Banksy-Merged Skill
Comprehensive assistance with banksy-merged spatial transcriptomics analysis, generated from official documentation.
When to Use This Skill
This skill should be triggered when:
Data Analysis & Processing:
- •Working with spatial transcriptomics datasets (Slide-seq, CODEX, Visium, etc.)
- •Loading and preprocessing AnnData objects (.h5ad files)
- •Converting raw spatial data to AnnData format
- •Performing quality control metrics and filtering
- •Normalizing and identifying highly variable genes
BANKSY Algorithm Implementation:
- •Setting up spatial nearest-neighbor graphs with k_geom parameter
- •Generating spatial weights using gaussian decay or reciprocal functions
- •Creating BANKSY matrices with Azimuthal Gabor Filters (AGF)
- •Performing dimensionality reduction (PCA/UMAP) on spatial data
- •Running clustering algorithms (Leiden, Louvain, mclust)
Visualization & Results Analysis:
- •Plotting spatial gene expression patterns
- •Visualizing edge weights and spatial graphs
- •Creating 2D embeddings with cluster labels
- •Generating spatial cluster plots with color mapping
- •Comparing BANKSY vs non-spatial clustering results
Parameter Configuration:
- •Setting lambda values for spatial vs non-spatial contributions
- •Configuring max_m parameter for AGF usage (0=mean only, 1=mean+AGF)
- •Choosing neighbor weight decay strategies
- •Optimizing clustering resolution parameters
Quick Reference
Common Patterns
Loading and Preprocessing Data
from banksy_utils.load_data import load_adata, display_adata
from banksy_utils.filter_utils import filter_cells, normalize_total, filter_hvg
# Load data (either .h5ad directly or convert raw CSV files)
raw_y, raw_x, adata = load_adata(file_path, load_adata_directly=True,
adata_filename="data.h5ad", coord_keys=('xcoord', 'ycoord', 'coord_xy'))
# Preprocess and filter
adata.var["mt"] = adata.var_names.str.startswith("MT-")

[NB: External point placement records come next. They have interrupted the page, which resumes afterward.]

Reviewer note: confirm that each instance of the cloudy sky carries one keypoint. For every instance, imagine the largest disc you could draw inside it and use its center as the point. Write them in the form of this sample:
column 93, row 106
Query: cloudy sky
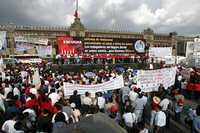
column 181, row 16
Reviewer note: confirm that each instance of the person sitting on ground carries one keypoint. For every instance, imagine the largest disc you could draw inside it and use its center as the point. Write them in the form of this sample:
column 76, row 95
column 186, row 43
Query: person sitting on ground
column 160, row 121
column 87, row 99
column 141, row 128
column 129, row 119
column 75, row 113
column 196, row 121
column 44, row 122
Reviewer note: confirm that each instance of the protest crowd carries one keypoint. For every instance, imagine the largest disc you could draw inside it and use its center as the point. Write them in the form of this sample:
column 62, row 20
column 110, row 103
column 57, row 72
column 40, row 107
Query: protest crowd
column 32, row 100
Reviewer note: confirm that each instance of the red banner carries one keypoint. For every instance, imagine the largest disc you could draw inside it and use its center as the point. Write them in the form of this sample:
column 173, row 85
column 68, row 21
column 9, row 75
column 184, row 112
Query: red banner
column 68, row 46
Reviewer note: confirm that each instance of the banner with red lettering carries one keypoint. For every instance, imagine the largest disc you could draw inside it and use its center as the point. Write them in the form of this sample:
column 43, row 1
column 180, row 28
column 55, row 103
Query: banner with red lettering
column 68, row 46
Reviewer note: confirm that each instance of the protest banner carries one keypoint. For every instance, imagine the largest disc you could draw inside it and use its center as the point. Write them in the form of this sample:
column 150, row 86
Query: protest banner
column 113, row 84
column 36, row 78
column 150, row 80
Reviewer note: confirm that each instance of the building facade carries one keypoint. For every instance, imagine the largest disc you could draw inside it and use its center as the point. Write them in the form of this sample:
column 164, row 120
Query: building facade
column 116, row 43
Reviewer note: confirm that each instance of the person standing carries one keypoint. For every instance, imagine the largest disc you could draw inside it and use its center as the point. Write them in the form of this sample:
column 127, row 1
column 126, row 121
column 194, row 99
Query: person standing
column 75, row 98
column 196, row 121
column 160, row 121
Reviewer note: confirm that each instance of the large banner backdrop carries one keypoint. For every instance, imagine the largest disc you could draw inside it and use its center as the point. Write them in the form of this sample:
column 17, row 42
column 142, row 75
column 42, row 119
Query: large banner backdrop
column 3, row 42
column 113, row 84
column 150, row 80
column 68, row 45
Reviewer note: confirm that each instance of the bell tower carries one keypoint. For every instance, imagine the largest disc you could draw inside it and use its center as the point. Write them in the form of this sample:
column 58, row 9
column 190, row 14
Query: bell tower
column 77, row 29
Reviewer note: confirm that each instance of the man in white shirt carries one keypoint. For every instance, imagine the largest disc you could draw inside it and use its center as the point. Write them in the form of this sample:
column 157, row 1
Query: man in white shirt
column 139, row 106
column 164, row 104
column 133, row 96
column 160, row 121
column 8, row 126
column 54, row 96
column 33, row 90
column 101, row 102
column 7, row 89
column 129, row 119
column 87, row 99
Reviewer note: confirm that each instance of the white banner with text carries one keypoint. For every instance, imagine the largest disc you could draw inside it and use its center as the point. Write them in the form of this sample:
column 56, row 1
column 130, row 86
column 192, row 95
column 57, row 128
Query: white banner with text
column 150, row 80
column 113, row 84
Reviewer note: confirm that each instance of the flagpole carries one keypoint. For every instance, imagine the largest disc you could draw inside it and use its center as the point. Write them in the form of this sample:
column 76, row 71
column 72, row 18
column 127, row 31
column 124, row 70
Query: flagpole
column 77, row 5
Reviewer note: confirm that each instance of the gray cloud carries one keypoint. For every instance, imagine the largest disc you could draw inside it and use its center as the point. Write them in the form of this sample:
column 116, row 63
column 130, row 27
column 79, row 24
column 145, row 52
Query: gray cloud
column 127, row 15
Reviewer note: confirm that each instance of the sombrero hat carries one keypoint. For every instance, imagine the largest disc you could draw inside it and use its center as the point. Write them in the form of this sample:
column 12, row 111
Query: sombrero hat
column 156, row 100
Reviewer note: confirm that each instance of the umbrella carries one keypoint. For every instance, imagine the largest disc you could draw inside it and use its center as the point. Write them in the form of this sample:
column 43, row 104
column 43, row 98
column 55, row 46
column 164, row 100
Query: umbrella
column 90, row 74
column 97, row 123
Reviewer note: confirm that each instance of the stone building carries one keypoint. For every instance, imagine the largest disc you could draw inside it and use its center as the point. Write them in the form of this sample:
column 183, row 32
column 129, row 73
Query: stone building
column 77, row 30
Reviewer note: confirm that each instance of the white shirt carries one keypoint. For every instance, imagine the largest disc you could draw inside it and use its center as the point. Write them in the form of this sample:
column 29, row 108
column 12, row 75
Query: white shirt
column 8, row 126
column 160, row 119
column 54, row 116
column 140, row 103
column 129, row 118
column 6, row 91
column 101, row 102
column 32, row 114
column 16, row 92
column 33, row 91
column 87, row 101
column 164, row 104
column 133, row 96
column 54, row 97
column 76, row 114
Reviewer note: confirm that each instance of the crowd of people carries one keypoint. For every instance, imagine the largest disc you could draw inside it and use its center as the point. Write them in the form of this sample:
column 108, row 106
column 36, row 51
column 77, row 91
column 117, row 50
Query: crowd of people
column 32, row 100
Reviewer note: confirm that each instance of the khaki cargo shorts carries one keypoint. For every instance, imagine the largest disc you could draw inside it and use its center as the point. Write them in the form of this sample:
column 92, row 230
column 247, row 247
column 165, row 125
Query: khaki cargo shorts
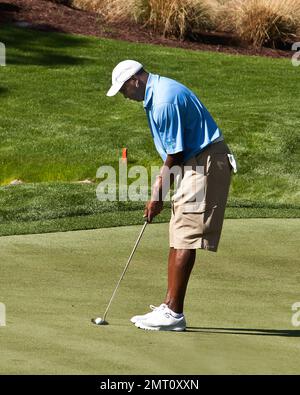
column 198, row 205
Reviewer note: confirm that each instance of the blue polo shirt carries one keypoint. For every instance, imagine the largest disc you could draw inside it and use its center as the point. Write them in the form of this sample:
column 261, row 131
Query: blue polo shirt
column 178, row 120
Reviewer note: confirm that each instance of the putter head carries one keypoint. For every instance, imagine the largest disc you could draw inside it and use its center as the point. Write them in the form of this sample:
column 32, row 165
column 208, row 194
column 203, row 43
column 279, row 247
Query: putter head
column 99, row 321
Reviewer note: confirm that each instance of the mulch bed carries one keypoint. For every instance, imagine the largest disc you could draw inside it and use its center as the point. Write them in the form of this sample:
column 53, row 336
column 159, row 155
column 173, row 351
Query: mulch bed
column 48, row 16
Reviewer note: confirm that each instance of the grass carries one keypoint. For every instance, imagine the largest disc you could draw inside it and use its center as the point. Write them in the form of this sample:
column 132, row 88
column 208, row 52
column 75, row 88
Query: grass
column 238, row 305
column 258, row 22
column 57, row 126
column 53, row 207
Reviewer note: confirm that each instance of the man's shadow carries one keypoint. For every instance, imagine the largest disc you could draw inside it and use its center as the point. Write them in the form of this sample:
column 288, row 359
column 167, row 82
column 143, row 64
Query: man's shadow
column 246, row 331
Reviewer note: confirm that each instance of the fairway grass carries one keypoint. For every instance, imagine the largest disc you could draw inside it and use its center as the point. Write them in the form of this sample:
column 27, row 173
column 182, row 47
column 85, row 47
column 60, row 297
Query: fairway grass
column 238, row 305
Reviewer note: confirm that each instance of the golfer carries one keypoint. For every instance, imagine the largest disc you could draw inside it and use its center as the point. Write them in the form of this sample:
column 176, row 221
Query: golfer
column 186, row 137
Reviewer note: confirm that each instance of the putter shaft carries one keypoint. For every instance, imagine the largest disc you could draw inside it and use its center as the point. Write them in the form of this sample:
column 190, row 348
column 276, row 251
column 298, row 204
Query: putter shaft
column 125, row 269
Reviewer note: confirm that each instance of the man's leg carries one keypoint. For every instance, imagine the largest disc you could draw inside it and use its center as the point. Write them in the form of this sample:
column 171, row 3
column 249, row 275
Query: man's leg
column 180, row 266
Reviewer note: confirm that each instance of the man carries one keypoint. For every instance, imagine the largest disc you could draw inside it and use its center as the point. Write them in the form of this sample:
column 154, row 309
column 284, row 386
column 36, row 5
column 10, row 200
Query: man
column 186, row 136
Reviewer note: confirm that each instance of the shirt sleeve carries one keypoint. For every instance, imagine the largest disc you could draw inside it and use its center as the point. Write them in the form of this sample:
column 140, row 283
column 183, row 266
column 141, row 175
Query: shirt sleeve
column 170, row 127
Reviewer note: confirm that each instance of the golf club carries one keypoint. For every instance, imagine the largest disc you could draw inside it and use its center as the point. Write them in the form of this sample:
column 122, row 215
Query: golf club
column 102, row 321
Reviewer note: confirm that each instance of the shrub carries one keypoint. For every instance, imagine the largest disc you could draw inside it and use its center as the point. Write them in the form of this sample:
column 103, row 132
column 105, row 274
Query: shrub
column 261, row 22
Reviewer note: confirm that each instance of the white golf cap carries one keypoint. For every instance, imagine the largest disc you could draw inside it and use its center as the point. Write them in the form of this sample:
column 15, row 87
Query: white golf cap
column 121, row 73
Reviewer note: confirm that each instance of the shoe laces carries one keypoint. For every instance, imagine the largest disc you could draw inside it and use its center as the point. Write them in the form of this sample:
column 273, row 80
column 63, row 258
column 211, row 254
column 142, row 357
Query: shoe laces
column 157, row 308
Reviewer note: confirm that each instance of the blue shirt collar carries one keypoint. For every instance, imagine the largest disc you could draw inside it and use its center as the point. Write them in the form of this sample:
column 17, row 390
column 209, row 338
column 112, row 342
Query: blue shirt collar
column 152, row 79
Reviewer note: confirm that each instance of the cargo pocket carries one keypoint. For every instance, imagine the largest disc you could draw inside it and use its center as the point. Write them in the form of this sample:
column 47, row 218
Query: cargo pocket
column 201, row 217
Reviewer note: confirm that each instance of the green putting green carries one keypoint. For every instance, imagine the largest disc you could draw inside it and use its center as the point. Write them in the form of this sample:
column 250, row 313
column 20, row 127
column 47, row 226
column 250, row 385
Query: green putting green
column 238, row 305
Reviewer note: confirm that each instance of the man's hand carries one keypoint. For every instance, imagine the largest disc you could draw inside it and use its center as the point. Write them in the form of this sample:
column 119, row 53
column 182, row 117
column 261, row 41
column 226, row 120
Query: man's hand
column 152, row 209
column 155, row 205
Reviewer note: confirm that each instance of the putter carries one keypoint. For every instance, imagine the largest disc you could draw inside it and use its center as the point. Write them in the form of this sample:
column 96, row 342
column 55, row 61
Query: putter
column 102, row 321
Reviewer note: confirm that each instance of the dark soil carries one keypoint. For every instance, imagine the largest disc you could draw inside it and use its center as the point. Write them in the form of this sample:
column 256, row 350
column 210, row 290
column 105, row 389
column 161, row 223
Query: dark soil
column 49, row 16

sc.pp.calculate_qc_metrics(adata, qc_vars=["mt"], log1p=True, inplace=True)
adata = filter_cells(adata, min_count=50, max_count=2500, MT_filter=20, gene_filter=10)
adata = normalize_total(adata)
adata, adata_allgenes = filter_hvg(adata, n_top_genes=2000, flavor="seurat")
Initializing BANKSY Spatial Graph
from banksy.main import median_dist_to_nearest_neighbour
from banksy.initialize_banksy import initialize_banksy
# Set core parameters
k_geom = 15 # number of spatial neighbors
max_m = 1 # use both mean and AGF
nbr_weight_decay = "scaled_gaussian" # gaussian decay, reciprocal, uniform, or ranked
# Calculate median distance and initialize
nbrs = median_dist_to_nearest_neighbour(adata, key='coord_xy')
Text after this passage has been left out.